Until two weeks later when I got dumped over text. “I thought I was ready for a relationship, but I’m not.” The whole ‘it’s not you, it’s me’ rhetoric is in full swing here. And being the hormonal and angsty teenager that I was, I cried. Hard and for a very very extended period of time. There was something so isolating, so destructive and poisonous about being broken up with by someone you made a genuine connection with. Especially for a high school student who had no social life or means of escapism, it was a world-shattering event that I didn’t believe I’d recover from. (Spoiler alert: I would, in fact, recover from it.) Of course, I begged for her to take me back. To give me another chance. I thought we hadn’t really given it a fair shake because all I really wanted was to feel like it was possible for someone to love me without fear. It had nothing to do with her and our relationship. I just didn’t want to feel unloveable.

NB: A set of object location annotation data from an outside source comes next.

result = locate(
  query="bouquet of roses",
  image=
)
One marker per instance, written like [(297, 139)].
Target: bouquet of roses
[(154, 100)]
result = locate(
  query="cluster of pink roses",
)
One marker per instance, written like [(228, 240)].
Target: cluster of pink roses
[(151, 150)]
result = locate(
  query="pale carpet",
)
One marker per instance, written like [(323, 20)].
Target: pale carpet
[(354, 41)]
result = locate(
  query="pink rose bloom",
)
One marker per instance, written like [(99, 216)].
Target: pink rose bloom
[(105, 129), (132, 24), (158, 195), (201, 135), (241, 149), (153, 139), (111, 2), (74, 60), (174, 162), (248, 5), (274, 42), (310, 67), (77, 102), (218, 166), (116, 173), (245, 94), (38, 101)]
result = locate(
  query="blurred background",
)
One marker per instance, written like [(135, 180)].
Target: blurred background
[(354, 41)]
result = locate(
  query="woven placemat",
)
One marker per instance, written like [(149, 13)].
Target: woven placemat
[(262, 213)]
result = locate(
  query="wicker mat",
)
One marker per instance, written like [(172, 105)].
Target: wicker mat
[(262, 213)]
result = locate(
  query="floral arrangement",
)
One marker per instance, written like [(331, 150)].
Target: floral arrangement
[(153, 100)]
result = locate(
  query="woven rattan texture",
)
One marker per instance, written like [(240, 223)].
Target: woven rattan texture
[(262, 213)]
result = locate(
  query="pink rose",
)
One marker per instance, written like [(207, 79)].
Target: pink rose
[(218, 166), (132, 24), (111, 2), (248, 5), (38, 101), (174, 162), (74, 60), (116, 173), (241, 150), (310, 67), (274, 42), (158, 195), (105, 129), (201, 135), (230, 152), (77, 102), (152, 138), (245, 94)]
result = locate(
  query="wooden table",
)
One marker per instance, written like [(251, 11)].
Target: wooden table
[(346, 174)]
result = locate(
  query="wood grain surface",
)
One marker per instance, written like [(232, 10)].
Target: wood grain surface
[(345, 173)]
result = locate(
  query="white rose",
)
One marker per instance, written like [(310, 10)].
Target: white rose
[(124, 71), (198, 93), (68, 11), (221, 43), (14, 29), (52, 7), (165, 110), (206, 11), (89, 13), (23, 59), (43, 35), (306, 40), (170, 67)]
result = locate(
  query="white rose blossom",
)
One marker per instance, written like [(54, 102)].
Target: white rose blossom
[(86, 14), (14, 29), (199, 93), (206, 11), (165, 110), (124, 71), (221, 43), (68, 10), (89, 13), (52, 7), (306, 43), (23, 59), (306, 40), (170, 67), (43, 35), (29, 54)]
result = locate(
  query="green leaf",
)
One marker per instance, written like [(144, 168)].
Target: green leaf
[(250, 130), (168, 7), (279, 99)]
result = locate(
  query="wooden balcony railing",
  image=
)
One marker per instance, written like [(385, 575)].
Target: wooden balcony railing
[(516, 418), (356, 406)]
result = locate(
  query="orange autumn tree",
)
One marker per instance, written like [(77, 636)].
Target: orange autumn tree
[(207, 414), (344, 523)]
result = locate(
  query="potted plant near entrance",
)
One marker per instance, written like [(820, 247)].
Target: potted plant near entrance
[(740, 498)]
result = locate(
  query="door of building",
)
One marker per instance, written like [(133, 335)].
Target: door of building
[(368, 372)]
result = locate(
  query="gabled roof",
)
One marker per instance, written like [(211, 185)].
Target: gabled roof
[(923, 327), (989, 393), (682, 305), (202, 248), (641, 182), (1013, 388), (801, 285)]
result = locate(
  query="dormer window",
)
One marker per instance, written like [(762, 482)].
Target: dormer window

Some time before Megan there was Haley. Haley and I had been friends from freshman year and we essentially were a part of the same friend group. No matter what anyone tells you, even in the late 2010s, early 2020s, there are cliques in high school. There will be cliques in high school until everyone becomes as enlightened as the Buddha, which may not be for several millennia, so for now, don’t hold your breath. We dated for eight months. We’d text in secret given that our relationship was not quite seen as favorable. Italian Christian households are not the safest places to be out and proud pansexuals, but Haley didn’t mind. We’d go on dates together under the guise of hanging out. We’d lie and say we were with different people and it was nice. I felt safe. I was dating my best friend and nothing felt out of the ordinary. I trusted her with so much of myself. So many intimate and embarrassing moments that I knew were wrong at the time. But I was a kid and I didn’t know any better. No one could have prepared me to be this in love with someone that I’d give everything I had to them.

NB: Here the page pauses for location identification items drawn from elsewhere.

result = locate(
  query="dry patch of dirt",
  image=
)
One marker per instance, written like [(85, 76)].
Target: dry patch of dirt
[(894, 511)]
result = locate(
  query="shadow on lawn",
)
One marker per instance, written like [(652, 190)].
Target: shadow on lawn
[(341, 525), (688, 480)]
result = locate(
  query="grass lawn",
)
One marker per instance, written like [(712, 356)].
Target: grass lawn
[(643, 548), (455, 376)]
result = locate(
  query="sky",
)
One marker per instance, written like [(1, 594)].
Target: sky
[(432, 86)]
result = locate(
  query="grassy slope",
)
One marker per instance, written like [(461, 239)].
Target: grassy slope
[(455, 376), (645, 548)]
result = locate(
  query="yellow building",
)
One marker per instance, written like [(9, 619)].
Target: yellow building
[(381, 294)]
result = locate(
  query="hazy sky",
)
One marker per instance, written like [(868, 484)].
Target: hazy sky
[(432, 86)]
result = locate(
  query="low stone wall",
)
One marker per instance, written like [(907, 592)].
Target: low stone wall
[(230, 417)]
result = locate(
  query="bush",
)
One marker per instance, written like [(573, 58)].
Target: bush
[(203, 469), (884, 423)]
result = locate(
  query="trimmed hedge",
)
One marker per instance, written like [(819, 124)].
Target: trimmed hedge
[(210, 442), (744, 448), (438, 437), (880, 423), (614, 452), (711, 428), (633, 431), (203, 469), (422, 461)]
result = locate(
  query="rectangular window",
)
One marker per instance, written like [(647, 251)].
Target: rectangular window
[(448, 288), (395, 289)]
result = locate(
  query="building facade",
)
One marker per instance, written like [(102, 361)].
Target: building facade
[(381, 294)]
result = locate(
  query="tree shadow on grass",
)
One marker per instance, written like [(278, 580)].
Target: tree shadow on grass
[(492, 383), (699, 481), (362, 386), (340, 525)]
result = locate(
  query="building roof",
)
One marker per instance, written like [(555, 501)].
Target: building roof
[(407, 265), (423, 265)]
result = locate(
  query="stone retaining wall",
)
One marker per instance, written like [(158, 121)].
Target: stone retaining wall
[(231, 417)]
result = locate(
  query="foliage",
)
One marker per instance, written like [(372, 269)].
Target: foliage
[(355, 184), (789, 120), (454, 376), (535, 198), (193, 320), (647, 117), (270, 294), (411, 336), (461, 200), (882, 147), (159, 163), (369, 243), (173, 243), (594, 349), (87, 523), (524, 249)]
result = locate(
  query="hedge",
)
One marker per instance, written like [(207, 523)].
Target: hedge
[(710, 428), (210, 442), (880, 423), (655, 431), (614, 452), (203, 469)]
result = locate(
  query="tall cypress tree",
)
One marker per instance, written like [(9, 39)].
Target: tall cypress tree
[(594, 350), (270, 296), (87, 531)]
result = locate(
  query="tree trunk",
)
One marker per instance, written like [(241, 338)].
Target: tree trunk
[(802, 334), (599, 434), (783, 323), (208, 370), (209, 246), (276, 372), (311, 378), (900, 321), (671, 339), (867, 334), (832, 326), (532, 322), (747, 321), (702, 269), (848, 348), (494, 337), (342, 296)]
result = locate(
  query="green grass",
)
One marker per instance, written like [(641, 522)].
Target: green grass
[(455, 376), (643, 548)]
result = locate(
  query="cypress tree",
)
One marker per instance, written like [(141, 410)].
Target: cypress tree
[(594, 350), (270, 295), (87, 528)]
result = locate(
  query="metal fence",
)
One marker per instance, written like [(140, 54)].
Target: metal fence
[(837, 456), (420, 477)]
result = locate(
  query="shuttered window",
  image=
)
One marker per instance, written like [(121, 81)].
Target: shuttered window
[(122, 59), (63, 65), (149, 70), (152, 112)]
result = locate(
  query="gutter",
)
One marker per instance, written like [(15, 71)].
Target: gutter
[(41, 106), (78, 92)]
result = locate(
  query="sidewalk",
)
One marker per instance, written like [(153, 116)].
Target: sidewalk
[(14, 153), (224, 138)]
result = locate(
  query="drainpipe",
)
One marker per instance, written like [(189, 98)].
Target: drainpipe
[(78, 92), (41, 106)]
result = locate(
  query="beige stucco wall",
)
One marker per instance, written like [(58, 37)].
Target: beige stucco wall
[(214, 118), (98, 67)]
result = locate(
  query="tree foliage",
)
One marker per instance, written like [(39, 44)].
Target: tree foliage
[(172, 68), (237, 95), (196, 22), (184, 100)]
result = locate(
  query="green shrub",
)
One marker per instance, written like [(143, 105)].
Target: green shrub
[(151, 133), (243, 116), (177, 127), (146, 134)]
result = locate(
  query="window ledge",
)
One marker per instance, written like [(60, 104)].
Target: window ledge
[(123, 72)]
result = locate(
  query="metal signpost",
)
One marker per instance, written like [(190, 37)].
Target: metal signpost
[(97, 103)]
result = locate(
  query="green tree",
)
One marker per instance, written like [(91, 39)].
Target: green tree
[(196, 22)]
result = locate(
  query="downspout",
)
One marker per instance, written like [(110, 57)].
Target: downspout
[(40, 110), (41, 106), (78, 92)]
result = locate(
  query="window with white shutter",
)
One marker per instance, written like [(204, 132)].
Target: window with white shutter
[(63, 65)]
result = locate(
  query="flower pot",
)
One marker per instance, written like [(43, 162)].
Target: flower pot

Until I couldn’t give them everything anymore. Eventually they grew tired of me and moved onto the next. We tried to remain friends but things were strained from then on. Fun fact, it is incredibly difficult to be friends with an ex after a breakup. All the tension and unspoken anger only made our true falling out later on even worse. The arguing, the bashing on social media, the threats of violence all eventually became too much on both sides and it was best we give up whatever emotional connection we had left. But I admit, as much as I want to play martyr, I still resent them. I hold a rage deep inside because at one point, I did love them. Deeply and truly. At one point I would’ve done anything for them and now all I have left in my heart is anger and disappointment.
“You know he doesn’t think you’re that special anymore.

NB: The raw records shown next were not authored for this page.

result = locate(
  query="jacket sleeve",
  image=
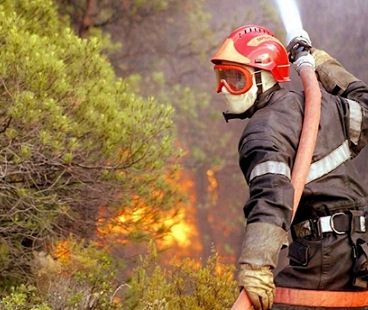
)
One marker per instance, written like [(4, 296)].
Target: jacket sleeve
[(337, 80), (266, 154)]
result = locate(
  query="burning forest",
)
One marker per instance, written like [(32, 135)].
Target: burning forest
[(122, 186)]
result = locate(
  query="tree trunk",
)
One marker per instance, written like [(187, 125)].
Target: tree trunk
[(88, 19)]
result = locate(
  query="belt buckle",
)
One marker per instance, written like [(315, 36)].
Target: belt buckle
[(333, 225), (324, 225)]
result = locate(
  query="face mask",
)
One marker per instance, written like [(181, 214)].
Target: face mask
[(238, 104)]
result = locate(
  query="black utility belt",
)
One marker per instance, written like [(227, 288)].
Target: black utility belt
[(338, 223)]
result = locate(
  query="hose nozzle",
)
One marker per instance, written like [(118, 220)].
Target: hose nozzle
[(299, 45)]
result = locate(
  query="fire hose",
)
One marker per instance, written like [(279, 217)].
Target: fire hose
[(303, 158)]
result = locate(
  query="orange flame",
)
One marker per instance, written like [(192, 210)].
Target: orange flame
[(178, 225)]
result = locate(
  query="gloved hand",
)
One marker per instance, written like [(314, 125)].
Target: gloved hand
[(299, 51), (258, 283), (320, 56)]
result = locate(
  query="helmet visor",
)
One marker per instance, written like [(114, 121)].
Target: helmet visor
[(237, 79)]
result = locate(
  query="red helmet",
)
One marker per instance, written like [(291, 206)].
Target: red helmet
[(256, 47)]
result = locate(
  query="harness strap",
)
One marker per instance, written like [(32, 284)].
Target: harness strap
[(327, 299)]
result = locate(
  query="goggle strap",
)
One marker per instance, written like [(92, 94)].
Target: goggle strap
[(258, 78)]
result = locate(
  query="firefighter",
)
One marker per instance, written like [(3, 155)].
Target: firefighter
[(329, 247)]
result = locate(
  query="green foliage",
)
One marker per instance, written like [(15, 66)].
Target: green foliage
[(23, 298), (186, 285), (78, 275), (73, 135)]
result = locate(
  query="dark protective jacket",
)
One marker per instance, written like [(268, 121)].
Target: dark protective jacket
[(337, 181)]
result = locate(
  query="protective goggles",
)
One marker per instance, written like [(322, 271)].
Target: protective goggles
[(236, 79)]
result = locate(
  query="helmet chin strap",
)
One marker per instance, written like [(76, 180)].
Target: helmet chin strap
[(258, 78)]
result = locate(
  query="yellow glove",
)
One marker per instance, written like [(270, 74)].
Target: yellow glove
[(258, 284)]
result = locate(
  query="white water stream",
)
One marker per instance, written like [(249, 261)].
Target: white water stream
[(290, 16)]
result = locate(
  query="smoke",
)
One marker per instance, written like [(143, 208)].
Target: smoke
[(290, 17)]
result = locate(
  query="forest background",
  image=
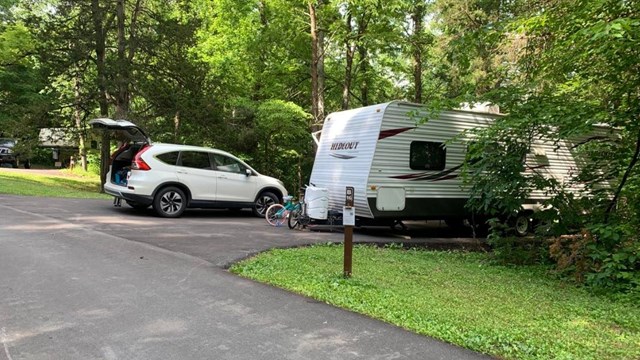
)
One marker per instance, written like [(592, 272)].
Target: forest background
[(255, 77)]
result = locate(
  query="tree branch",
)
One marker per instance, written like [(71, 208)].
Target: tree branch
[(633, 162)]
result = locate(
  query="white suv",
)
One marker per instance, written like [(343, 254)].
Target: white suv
[(173, 177)]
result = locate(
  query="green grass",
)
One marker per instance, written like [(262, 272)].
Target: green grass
[(50, 186), (461, 298)]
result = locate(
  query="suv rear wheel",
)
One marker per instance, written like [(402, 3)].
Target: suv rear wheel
[(170, 202), (263, 202)]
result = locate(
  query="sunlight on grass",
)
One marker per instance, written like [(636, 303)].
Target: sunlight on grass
[(513, 313), (50, 186)]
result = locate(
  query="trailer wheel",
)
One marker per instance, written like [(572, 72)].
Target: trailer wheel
[(454, 223)]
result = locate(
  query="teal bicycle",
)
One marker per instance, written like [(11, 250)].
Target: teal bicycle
[(277, 214)]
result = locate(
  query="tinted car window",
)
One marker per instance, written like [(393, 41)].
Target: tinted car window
[(195, 159), (227, 164), (170, 158)]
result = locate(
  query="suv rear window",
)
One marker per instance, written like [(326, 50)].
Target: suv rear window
[(195, 159), (170, 158)]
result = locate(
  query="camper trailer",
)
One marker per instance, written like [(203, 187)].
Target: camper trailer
[(403, 164)]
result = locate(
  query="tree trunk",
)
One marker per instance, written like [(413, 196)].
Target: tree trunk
[(418, 20), (98, 18), (317, 68), (364, 69), (346, 88), (363, 23), (176, 127), (122, 99), (78, 119)]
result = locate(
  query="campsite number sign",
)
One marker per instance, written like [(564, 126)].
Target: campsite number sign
[(348, 220)]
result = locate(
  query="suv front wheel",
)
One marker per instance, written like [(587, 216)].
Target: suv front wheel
[(170, 202), (263, 202)]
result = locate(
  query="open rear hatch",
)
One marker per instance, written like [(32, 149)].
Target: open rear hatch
[(133, 140)]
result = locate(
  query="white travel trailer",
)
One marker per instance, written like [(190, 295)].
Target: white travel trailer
[(404, 168)]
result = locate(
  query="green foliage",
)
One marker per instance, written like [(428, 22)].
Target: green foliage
[(50, 186), (461, 298)]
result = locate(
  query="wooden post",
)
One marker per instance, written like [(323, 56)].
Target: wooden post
[(348, 220)]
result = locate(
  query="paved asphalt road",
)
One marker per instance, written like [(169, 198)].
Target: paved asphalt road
[(80, 279)]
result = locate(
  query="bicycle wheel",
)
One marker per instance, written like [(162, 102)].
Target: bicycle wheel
[(294, 216), (274, 214)]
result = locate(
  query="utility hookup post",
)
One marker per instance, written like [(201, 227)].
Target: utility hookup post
[(348, 220)]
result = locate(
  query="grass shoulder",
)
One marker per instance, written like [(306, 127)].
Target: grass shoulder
[(461, 298), (50, 184)]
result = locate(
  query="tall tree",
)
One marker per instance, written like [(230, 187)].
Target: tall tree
[(317, 65)]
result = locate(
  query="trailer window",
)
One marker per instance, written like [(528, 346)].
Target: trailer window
[(427, 155)]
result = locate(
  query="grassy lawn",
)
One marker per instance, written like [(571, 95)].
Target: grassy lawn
[(17, 183), (461, 298)]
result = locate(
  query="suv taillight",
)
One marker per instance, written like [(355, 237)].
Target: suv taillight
[(138, 163)]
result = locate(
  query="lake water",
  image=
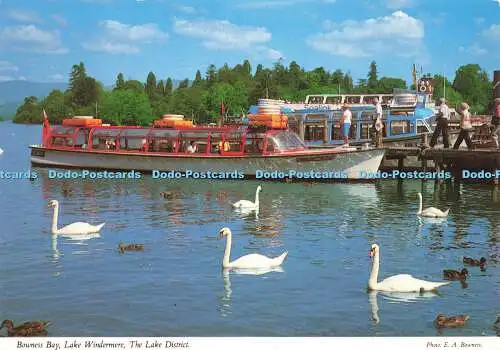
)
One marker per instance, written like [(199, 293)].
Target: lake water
[(176, 286)]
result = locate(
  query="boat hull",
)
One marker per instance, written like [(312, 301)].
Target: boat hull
[(352, 164)]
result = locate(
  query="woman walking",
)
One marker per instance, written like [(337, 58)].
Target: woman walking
[(465, 127)]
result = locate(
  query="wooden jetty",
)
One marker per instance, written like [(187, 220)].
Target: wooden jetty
[(455, 161)]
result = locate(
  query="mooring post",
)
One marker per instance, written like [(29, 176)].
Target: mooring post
[(326, 133), (301, 129)]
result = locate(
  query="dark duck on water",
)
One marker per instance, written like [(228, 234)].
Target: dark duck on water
[(456, 275), (443, 321), (130, 247), (27, 329)]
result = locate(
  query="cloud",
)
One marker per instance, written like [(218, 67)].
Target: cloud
[(399, 4), (7, 66), (29, 38), (119, 38), (57, 77), (398, 33), (59, 19), (187, 9), (493, 32), (263, 4), (475, 50), (223, 35), (24, 16)]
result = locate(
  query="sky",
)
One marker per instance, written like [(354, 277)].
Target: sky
[(40, 40)]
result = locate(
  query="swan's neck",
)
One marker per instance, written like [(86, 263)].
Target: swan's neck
[(257, 198), (227, 251), (54, 219), (372, 281)]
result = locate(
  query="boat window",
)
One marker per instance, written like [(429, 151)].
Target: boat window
[(314, 132), (365, 131), (386, 100), (399, 127), (353, 99), (422, 128), (254, 143), (82, 138), (315, 99), (333, 100), (198, 140), (163, 140), (63, 130), (286, 140)]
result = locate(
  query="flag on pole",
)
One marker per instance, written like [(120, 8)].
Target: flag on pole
[(46, 127), (222, 108)]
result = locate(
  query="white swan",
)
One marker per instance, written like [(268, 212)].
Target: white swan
[(76, 228), (244, 204), (397, 283), (250, 261), (430, 212)]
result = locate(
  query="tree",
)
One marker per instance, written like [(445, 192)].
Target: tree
[(151, 85), (126, 107), (30, 112), (474, 85), (120, 81), (372, 77)]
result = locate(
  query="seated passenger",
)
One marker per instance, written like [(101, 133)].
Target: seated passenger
[(192, 147)]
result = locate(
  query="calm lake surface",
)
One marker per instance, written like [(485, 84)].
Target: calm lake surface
[(176, 286)]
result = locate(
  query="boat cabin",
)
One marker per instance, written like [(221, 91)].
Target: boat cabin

He doesn’t dream of weddings on the shore.”
No one prepares you to lose someone you love so violently. In fact, I’m sure if they were reading this now, they would heavily disagree with everything I have said so far. To a point, they could be right. The thing with humans is that we are incredibly emotional creatures with warped senses of memory. The resentment and detachment that I think I feel now could just be a deep regret and–in part–a feeling of missing them. As silly as it was at our age, we talked about being with each other for a very long time. What we’d want to do for college and what our dream weddings or houses would look like. Yet, within the span of a year (truly a short amount of time in the grand scheme of human existence), I managed to shatter it. For both of us.
I shouldn’t be so upset, however. Life has a lot of things: pain, anguish, sympathy, joy, rage, melancholy. People you love come and go through your life and it’s hard to ever pinpoint who will have the lasting impact on you. But I needed this pain. I learned more about myself surviving this than I ever would have in a therapist’s office or a classroom. Without this pain, I likely would never have cared about this silly song that got lost in my curated Spotify playlist.
“In fact, he’s completely ceased to cry
I guess that’s what happens when you lie about your Love.”